Djalal Harouni <tixxdz@...ndz.org> writes:

> (Sorry for my late response)
>
> On Thu, Aug 29, 2013 at 03:14:32PM -0700, Kees Cook wrote:
>> On Thu, Aug 29, 2013 at 2:11 AM, Djalal Harouni <tixxdz@...ndz.org> wrote:
>> > Hi Eric,
>> >
>> > On Wed, Aug 28, 2013 at 05:26:56PM -0700, Eric W. Biederman wrote:
>> >>
>> >> I have take a moment and read this thread, and have been completely
>> >> unenlightend.  People are upset but it is totally unclear why.
>> >>
>> >> There is no explanation why it is ok to ignore the suid-exec case, as
>> >> the posted patches do.  Which ultimately means the patches provide
>> > Please, did you take a look at the patches ?
>> > -       INF("syscall",    S_IRUGO, proc_pid_syscall),
>> > +       INF("syscall",    S_IRUSR, proc_pid_syscall),
>> >
>> > Can you please tell me how did you come to the conclusion that the
>> > patches "ignore the suid-exec case as the posted patches do" ?
>> 
>> There are a few conditions that need to be handled. The original fix
>> that Al landed was to stop this:
>> 
>> create IPC
>> fork child
>> child opens /proc/self/syscall
>> child sends fd to parent over IPC
>> child execs setuid process
>> parent reads setuid process's "syscall" file
>> 
>> The solution was to check perms of reader (in this case parent wasn't
>> privileged, so it gets denied).
> Yes, of course
>
>
>> The new problem is:
>> 
>> open /proc/$target/syscall
>> dup to stdin
>> exec setuid process that reports contents of stdin
>> 
>> So, changing perms to 0400 doesn't actually fix what we want to fix,
>> since it can still by bypassed under more limited situations:
>> 
>> open /proc/self/syscall
>> dup to stdin
>> exec setuid process that reports contents of stdin
>> 
>> So, changing to 0400 means only setuid programs that aren't already
>> running will have their ASLR leaked.
> Yes I do realize. That change was only to block leaks against already
> running processes and *restore* the old permissions.
>
>
>> [...] 
>> Maybe I'm lacking imagination, but changing to 0400 does reduce the
>> scope of the leak from all processes to "just" what was execed. This
>> still needs to be addressed, but I don't see a way to handle this
>> without explicitly invalidating the /proc handle across exec.
> Yes Kees,
>
> I did try a year ago to adapt the exec_id from grsecurity and failed
> (and failed again to resend - not enough resources):
> https://lkml.org/lkml/2012/3/10/174
>
>
> Kees IMHO the right solution is to invalidate the fd across exec as
> you suggest
>
> Alan Cox's thread which describe the problem correctly:
> https://lkml.org/lkml/2012/1/29/35
>
> Alan suggested to revoke() the file handles.

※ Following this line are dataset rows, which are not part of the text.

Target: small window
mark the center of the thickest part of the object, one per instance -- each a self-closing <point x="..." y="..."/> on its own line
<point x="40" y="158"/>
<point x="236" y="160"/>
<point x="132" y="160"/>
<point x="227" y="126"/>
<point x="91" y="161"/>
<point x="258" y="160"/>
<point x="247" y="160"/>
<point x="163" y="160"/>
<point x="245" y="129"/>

That was in particular with respect to /dev/mem.

In the general case calling setuid or any of it's cousins can cause the
same problem.  So a revoke that only works at exec time is insufficient.

The problem we are examining is what happens when the file descriptor is
passed to a more privileged process that will pass the ptrace_may_access
check while the original process that opened the file did not.

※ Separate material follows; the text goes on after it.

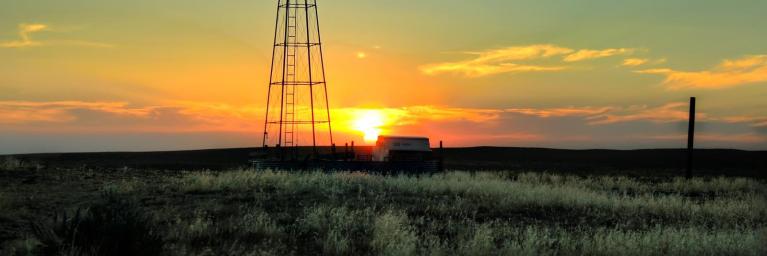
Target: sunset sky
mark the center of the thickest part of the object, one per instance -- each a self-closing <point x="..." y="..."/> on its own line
<point x="85" y="75"/>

We have file->f_cred that has the permissions of the process at open
time, and likely that should factor into the calculations somehow.

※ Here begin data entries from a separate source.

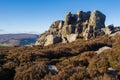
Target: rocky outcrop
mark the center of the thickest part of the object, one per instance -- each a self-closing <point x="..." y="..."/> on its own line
<point x="85" y="25"/>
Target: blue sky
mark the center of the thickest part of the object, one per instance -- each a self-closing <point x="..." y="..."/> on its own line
<point x="35" y="16"/>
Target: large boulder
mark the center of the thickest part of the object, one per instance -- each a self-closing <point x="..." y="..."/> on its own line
<point x="97" y="20"/>
<point x="84" y="25"/>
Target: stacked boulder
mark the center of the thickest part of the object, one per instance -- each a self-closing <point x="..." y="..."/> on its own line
<point x="83" y="25"/>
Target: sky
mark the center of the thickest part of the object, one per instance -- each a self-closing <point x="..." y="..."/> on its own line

Alternatively we may simply be able to call get_task_cred() at the time
we open the file and if the cred on the process changes fail.  I know
Linus was looking at something like that recently, but ran into problmes
with Chromes sandbox. (Sigh).  Although I think he was talking about
file->f_cred...

This is most definitely a solvable problem with current mechanisms, but
it is going to take some grunt work to make it happen.